The police demolished six wooden structures – four family homes, one structure housing singles, and a synagogue.

Settlers alleged that the police confiscated the Torah scroll and religious texts, including prayer books, that were in the synagogue. They also charged that Border Police beat up activists who had gathered at the site to help prevent the demolition after receiving SMS messages that security forces were heading there.

After the demolition, activists allegedly set fire to a nearby Palestinian field and threw stones at Palestinians.

Right-wing activist Itamar Ben-Gvir said that the fire was part of the “price tag” policy, under which settlers attack Palestinians and their property in retaliation for housing demolitions.

Police alleged that an hour and a half after the demolitions, activists surrounded an IDF jeep at the site of the outpost, punctured its tires and attacked an officer. Four people were arrested and taken for questioning to the Hebron police station.

The soldier was not seriously hurt and was treated at a nearby base. Settlers claimed that six activists were wounded in the day’s events.

Osnat Nahum said her sons had been attacked by border policemen.
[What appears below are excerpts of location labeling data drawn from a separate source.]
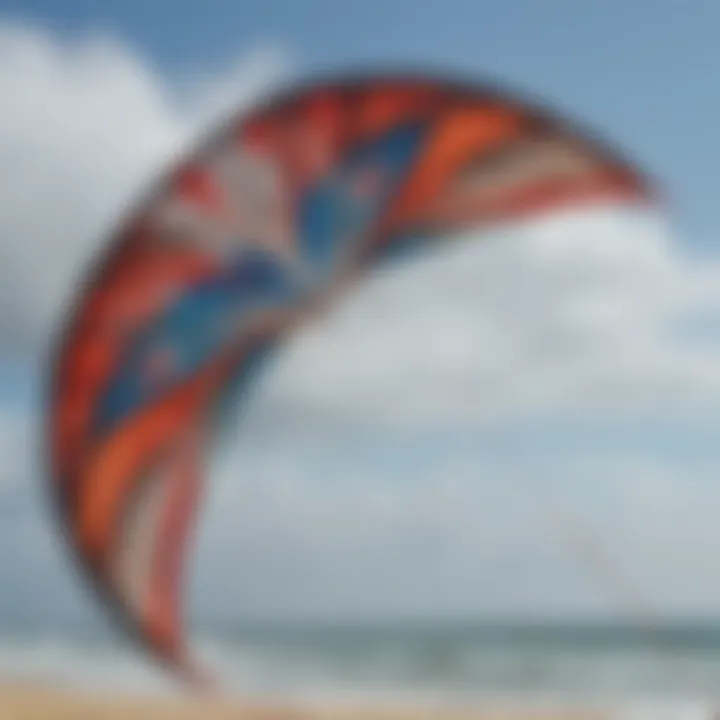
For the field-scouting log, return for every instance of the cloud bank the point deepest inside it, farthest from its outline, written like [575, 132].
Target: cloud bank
[412, 451]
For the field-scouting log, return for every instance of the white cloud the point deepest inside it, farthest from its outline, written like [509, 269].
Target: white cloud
[367, 475]
[85, 127]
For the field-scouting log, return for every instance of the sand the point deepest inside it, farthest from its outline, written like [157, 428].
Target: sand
[34, 702]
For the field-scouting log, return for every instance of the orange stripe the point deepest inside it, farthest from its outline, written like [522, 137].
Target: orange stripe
[114, 468]
[457, 137]
[162, 613]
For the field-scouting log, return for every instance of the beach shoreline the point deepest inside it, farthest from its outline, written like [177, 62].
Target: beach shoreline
[39, 701]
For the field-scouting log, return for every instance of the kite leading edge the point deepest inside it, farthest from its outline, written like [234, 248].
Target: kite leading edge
[245, 237]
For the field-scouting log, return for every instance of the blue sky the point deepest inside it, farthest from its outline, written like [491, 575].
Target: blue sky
[640, 71]
[579, 358]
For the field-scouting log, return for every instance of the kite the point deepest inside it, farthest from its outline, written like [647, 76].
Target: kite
[246, 237]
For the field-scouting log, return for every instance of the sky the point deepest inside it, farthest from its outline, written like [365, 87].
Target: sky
[573, 365]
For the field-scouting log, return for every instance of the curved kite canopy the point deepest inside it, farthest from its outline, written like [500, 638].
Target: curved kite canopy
[272, 216]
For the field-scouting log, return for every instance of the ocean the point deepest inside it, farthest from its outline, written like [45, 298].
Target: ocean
[433, 662]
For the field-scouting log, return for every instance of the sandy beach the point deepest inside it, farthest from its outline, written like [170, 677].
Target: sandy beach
[33, 702]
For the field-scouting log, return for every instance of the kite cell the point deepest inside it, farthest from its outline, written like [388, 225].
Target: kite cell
[263, 224]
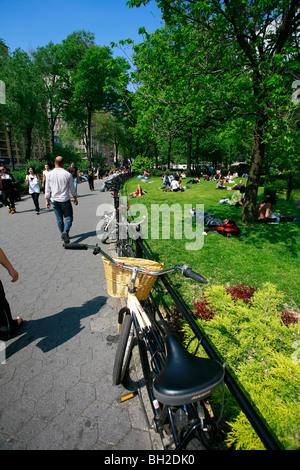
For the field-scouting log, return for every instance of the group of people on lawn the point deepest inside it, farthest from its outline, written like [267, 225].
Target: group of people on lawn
[263, 209]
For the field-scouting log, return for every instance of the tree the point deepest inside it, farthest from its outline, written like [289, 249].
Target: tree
[95, 85]
[263, 36]
[48, 61]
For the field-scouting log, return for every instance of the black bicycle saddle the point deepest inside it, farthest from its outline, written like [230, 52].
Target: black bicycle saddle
[185, 378]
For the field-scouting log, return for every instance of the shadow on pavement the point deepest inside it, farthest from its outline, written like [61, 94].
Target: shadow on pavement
[56, 329]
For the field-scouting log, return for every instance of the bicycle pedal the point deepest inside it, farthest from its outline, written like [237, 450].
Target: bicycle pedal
[128, 396]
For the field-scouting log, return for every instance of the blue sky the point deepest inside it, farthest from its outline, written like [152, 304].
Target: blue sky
[31, 23]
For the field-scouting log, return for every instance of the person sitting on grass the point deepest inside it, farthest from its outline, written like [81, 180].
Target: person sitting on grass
[236, 199]
[192, 181]
[263, 208]
[166, 181]
[226, 227]
[139, 192]
[220, 184]
[176, 184]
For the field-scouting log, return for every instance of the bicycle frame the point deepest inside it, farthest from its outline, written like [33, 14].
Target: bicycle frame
[151, 342]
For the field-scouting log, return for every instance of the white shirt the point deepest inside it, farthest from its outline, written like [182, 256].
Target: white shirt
[34, 185]
[59, 184]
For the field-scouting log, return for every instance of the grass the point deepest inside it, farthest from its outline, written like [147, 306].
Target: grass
[263, 253]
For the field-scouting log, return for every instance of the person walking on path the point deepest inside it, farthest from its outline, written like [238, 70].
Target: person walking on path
[74, 172]
[33, 181]
[60, 184]
[8, 326]
[90, 173]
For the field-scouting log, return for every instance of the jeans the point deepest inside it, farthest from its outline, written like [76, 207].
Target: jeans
[64, 215]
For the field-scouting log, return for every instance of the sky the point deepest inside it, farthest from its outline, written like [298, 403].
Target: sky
[27, 24]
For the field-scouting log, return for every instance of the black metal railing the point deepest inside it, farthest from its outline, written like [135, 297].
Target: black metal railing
[257, 422]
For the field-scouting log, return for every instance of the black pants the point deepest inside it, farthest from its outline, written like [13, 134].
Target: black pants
[35, 197]
[8, 198]
[8, 326]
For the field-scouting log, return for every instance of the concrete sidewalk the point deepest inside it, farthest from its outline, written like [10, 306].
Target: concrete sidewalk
[55, 387]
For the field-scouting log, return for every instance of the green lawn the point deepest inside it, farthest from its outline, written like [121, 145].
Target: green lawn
[264, 252]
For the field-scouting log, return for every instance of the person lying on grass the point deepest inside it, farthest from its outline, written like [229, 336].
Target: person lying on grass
[139, 192]
[226, 227]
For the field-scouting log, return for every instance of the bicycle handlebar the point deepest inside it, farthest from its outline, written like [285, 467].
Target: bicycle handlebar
[185, 269]
[76, 246]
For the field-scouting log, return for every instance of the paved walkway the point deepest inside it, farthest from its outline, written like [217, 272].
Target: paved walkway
[55, 387]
Her sons, she said, had been involved in building the outpost, and the younger one had been sleeping there when the Border Police arrived.

Nahum was awakened by the sound of the telephone in her home in the Otniel settlement when activists called Elyashiv to tell him what was happening. The two then traveled in the dark to Mitzpe Avihai to find Amihai Nahum.

After hearing her younger son’s story of being beaten by police, Osnat Nahum went to the nearby station to lodge a formal complaint. They then returned to find his tefillin, which had been left behind.

That was when Border Police surrounded them and took both her sons away, Osnat Nahum said. At one point, she said, a border policeman briefly dragged her son Elyashiv along the ground by his peyot (sidelocks).

In the background of the video that shows their arrest, one can hear a stone land, and a policeman is seen racing off into the distance.

But Nahum said her sons had not thrown any stones and that she had given them strict instructions not to be violent.

She spoke with The Jerusalem Post around 6 p.m. while she was still at the police station with her boys, some 12 hours after they were first arrested. Only now, she said, were they being taken to court.

Nahum said she had told her sons that “violence was fruitless” and had instructed them instead to pray when soldiers came to evacuate.

“They will destroy and we will build,” she said she’d told her sons.

Aryeh Davis, who has lived at the outpost for over a year with his wife and two small daughters, told the Post that plans were already under way to rebuild the outpost and that this time, two more families planned to join them.

But Ben-Gvir struck a much more strident tone when he warned that the demolitions would elicit a strong reaction.

“I wouldn’t be surprised if someone tried to harm area mosques as a result,” said Ben-Gvir.

National Union MK Michael Ben-Ari, meanwhile, said that when Prime Minister Binyamin Netanyahu and Defense Minister Ehud Barak were forgotten in the trash heap of history, “they will be opening a new kindergarten in Mitzpe Avihai.”